Closed alexlovelltroy closed 8 months ago
While experimenting with Krakend-CE, I discovered the yawning chasm of a limitation in the CE version, which is that Krakend cannot route arbitrary nesting levels to a backend (see https://www.krakend.io/docs/endpoints/#endpoints-with-multiple-nesting-levels). You have to upgrade to the Enterprise version, which allows wildcard expansion of nesting levels, or if you want to stick with CE, you must manually write out every single endpoint at every level of nesting in the Krakend config file.
Given that we want to keep the API surface area small for SI, I don't see this as a problem, but one of many things that may push us to alternatives in the future and/or to obtain a license for this software if we want to use it that way.
Closing this issue based on the addition of Krakend-CE in https://github.com/OpenCHAMI/deployment-recipes/commit/7f1455d323f7c45a09bd53114a65e900af4d11a3
In CSM, microservices operate within a mesh that can route and mangle HTTP Requests. Ochami doesn't have a unifying API Gateway when deployed outside of Kubernetes.

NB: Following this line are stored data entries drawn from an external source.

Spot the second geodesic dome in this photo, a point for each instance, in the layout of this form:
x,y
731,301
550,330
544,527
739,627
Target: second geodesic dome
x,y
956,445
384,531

The set of APIs that the Supercomputer Institute students will need to understand across the microservices aren't particularly user friendly. We have an opportunity to use an API Gateway like Krakend-CE to improve the user experience without changing the underlying microservices. It also gives us a convenient choke point at which to apply security policies and protect the individual microservices from malformed and unsuitable requests.